After living two agonizing years with a damaged reputation, no permanent job and no medical insurance because of a wrongful "guilty" label, Don Harman is asking "to be made whole."
He wants his job as an investigator with the Salt Lake County attorney's office back with compensation for lost wages.If Salt Lake County Attorney Dave Yocom refuses to rehire him, Har-man will likely sue the county, Har-man told the Deseret News Wednesday.
In a recent ruling by the Utah Court of Appeals, judges vindicated Harman of any wrongdoing in connection with a 1987 misdemeanor conviction.
Indictments handed up by the 1986 Salt Lake County grand jury led to a subsequent jury conviction on charges of attempted evidence tampering. After the guilty verdict was returned, Harman was fired from his job as the county's chief investigator. Because of the conviction, he also lost all his benefits and his teaching job at the University of Utah. Additionally, he received a notice from his automobile insurance company indicating his insurance policy had been canceled.
His wife suffered ill health because of the stress created by his guilty conviction.
"Every day I lived with the negative ramifications of that verdict - knowing I was innocent. Yet I'm not asking for any damages. I don't blame the county for what happened, I blame the grand jury system.
"But I believe after serving more than 18 years for the county with an exemplary record, I at least deserve to be reinstated," Harman said.
The county commissioners agree with Harman. They are willing to pay Harman more than $100,000 in back pay and believe he deserves to be reinstated at his $42,000-a-year job.

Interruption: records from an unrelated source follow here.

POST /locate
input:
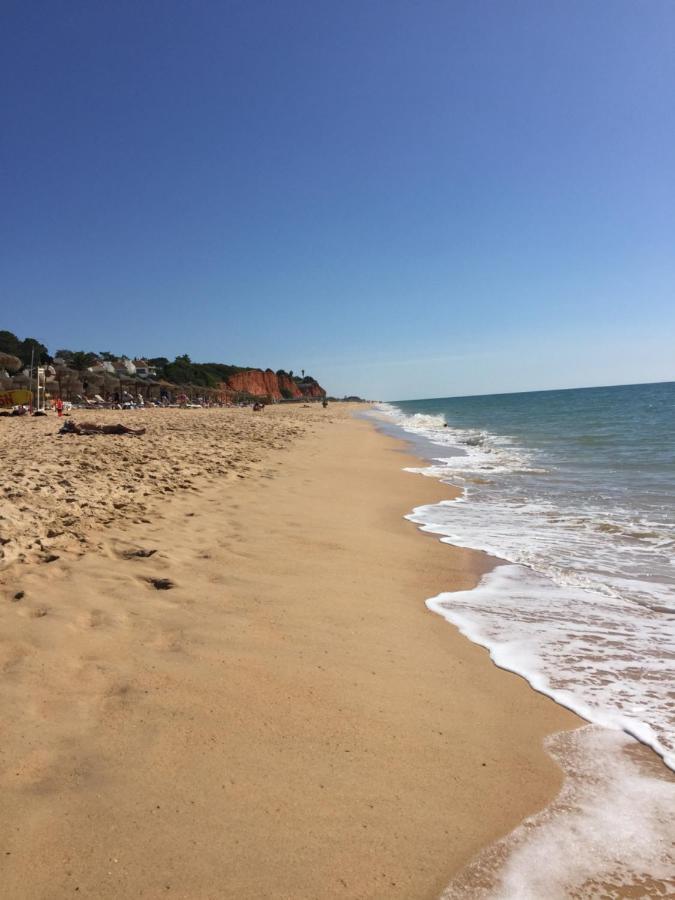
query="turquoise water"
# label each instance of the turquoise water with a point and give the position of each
(584, 480)
(575, 491)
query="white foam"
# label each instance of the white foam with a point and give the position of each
(609, 833)
(581, 613)
(609, 661)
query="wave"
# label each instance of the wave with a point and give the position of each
(573, 611)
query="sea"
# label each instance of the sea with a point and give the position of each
(573, 493)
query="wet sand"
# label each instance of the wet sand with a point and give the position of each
(261, 705)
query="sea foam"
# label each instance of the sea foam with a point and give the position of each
(574, 614)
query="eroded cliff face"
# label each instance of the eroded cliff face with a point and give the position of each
(268, 384)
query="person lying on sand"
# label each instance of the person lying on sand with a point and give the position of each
(92, 428)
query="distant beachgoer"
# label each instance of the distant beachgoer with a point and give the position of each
(92, 428)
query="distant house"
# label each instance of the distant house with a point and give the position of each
(124, 366)
(144, 369)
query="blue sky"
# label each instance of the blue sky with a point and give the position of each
(407, 199)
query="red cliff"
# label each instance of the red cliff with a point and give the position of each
(276, 386)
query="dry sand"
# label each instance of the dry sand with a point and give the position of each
(286, 720)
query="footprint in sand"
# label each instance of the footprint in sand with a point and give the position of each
(161, 584)
(141, 553)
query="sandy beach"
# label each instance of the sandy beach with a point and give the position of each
(220, 678)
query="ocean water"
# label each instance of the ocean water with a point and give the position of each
(575, 492)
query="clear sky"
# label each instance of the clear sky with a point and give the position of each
(406, 199)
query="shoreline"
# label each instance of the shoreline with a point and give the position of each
(291, 692)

The funds for his back pay would likely come from a county immunity fund.
But Salt Lake County Attorney Dave Yocom said Harman's job as chief investigator has been filled by Sam Dawson.

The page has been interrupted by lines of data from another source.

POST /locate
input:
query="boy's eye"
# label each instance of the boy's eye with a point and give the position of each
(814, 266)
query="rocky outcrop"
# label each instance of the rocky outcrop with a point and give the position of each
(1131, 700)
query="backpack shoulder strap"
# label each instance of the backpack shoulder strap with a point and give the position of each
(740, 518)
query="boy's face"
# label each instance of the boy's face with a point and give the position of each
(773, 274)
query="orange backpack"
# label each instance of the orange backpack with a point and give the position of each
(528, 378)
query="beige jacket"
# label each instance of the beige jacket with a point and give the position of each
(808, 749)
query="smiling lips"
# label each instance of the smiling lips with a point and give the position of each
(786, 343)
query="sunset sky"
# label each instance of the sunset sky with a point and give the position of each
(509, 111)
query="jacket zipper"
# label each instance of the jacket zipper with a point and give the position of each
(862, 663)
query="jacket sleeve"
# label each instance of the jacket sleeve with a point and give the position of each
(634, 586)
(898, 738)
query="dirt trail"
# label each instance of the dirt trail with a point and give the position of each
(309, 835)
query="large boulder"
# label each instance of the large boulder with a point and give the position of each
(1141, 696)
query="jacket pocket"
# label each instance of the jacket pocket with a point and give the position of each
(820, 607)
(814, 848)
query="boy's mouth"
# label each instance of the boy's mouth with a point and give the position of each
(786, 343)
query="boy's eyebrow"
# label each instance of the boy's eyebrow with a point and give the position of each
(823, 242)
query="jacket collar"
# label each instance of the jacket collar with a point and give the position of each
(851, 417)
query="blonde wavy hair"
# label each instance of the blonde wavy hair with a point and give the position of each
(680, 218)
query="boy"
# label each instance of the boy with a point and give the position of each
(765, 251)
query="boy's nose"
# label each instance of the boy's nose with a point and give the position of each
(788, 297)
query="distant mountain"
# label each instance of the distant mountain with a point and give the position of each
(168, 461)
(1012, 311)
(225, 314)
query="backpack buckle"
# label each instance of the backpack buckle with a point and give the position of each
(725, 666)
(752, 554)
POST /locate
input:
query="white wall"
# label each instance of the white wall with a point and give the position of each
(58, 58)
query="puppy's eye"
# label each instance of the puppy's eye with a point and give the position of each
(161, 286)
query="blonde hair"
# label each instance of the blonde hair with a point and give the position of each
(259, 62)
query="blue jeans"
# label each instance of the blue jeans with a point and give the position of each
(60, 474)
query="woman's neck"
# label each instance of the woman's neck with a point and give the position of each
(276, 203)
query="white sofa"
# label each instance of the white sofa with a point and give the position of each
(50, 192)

Yocom told Harman that he could receive back pay but could not be rehired, Harman said.
Dawson and others in the county attorney's office testified as witnesses for the prosecution during Har-man's trial.
Harman was accused of covering up a written report on a fire that destroyed a Murray office building and could have made the county liable for $2.5 million.
Realizing that the county could not have kept Harman's exact position open for the past two years, Harman has offered Yocom two options that would not disrupt the office structure.
Harman has offered to serve as an investigator in the county attorney's satellite office or in the juvenile court. Then, after a year and a half, Harman would agree to retire, at age 55. The service would allow him to receive his retirement benefits.
While many believe Yocom may be reluctant to rehire Harman because of the tension it could create between those presently working in the office who testified against him, Harman says he doesn't hold any grudges.
"But I don't think I should have to be penalized. They are the ones who have to live with what they testified to," said Harman.
Besides the money the county will pay Harman for lost wages, attorney Ed Brass, who defended Harman at his trial and on his appeals, will likely receive approximately $150,000 in attorney fees. State law mandates that an attorney who represents a government official in a trial must be reimbursed if the official is found to be not guilty.